Ne fait pas dans la dentelle...
Un peu victime de la fin extrêmement pathétique et sans doute aussi d’une petite faiblesse due à la canicule de ce début d’été, j’étais tout proche de donner une très bonne note à ce film de Clint Eastwood, cinéaste que je m’acharne à découvrir et qui, jusqu’à présent en tout cas, ne m’a pas donné des émotions bien profondes, m’apparaissant comme un habile faiseur de films noirs mais plutôt tordus.
Et finalement superficiels et souvent mélodramatiques. Après avoir laissé passer un jour ou deux sur mon impression initiale, je reflue un peu, ne donnant qu’une note honorable à Million dollar baby, qui est tout de même assez pesant – pour ne pas dire assez lourdaud – parce qu’il accumule sur les mêmes têtes la quasi totalité des malheurs et vacheries du monde et n’hésite pas à aller chercher dans l’esprit du spectateur le détestable goût du larmoyant qui brouille, du fait de sa grandiloquence, l’objectivité du jugement.
Il est sûr, déjà, que le film ne me réconciliera pas avec la boxe (en tout cas la boxe dite professionnelle – voir les échanges que nous avons eus jadis sur le fil de Raging bull -) qui me semble une des activités les plus méprisables de l’espèce humaine et n’est séparée des entre-égorgements des gladiateurs antiques que par l’épaisseur d’un fil. Je ne doute pas d’ailleurs que nos belles années à venir verront paisiblement, doucereusement, s’établir des formes de combats de plus en plus dangereuses, où le sang coulera avec encore plus d’abondance, emplissant d’une malsaine volupté des gens qui payeront leur droit à l’émotion (puisqu’on a désormais à peu près droit à tout, notamment de disposer de son corps – nous y reviendrons plus loin). Les gens aiment la violence dit au début du film Clint Eastwood. Et, dans Deux cavaliers de l’orage de Jean Giono : Il faudrait avoir un homme qui saigne et le montrer dans les foires. Le sang est le plus beau théâtre (…). On voit des choses extraordinaires dans le sang. Tu n’as qu’à faire une source de sang, tu verras qu’ils viendront tous.
Toujours est-il que la sauvagerie des combats est absolument répugnante. J’ajoute qu’elle est assez peu vraisemblable, une dizaine d’assauts intervenant dans un très court laps de temps (18 mois entre le premier et la championnat du monde est-il dit à un moment) et les coups interdits pouvant tout de même difficilement n’être pas vus à la fois par l’arbitre et les juges.

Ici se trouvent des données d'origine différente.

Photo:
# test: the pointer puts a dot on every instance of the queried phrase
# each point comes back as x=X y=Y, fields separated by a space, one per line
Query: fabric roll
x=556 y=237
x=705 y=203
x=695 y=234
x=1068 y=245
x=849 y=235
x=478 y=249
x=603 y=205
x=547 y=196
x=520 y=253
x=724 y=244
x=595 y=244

Mais bon ; on peut passer sur ces anomalies et admirer bon nombre de trouvailles : la qualité des liens qui unissent, d’abord, Frankie Dunn (Clint Eastwood) et son adjoint Eddie (Morgan Freeman) puis aussi Eddie et Maggie Fitzgerald (Hilary Swank) ; j’aime aussi l’atmosphère verdâtre, poisseuse, crasseuse de la salle de boxe et le petit monde de coqs de village, de laissés pour compte et de rêveurs plutôt timbrés qui s’y retrouvent ; et naturellement, l’espèce de dégueulis humain de la famille de Maggie (on est tellement content, lorsque à la fin, quand ces larves tentent de lui arracher sa signature pour la spolier, elle se rebiffe !).
Et la question de l’euthanasie, qui est centrale. D’autant plus qu’Eddie essaye de voir un peu plus loin que le bout de son nez, se pose les questions qu’il faut, qu’il continuera à se poser après qu’il aura donné la mort à Maggie. Ainsi que lui dit le prêtre qu’il consulte : (Si tu fais cela), tu seras perdu dans une telle abîme que tu ne te retrouveras jamais.
Voilà : nous retrouvons la libre disposition du corps que j’évoquais plus haut. Vaste débat et vaste drame qui se jouent tous les jours dans la plupart des hôpitaux du monde ; on les résout différemment et à l’effacement programmé des vieillards (Soleil vert mais aussi La carte et le territoire de Michel Houellebecq) répond le geste empathique de ceux qui n’exigent pas à la Société de réglementer par un texte un problème aussi dramatique que spécifique (Johnny got his gun, 37°2 le matin ou Amour). C’est bien dans ce sens, qui est le bon, que va Million dollar baby.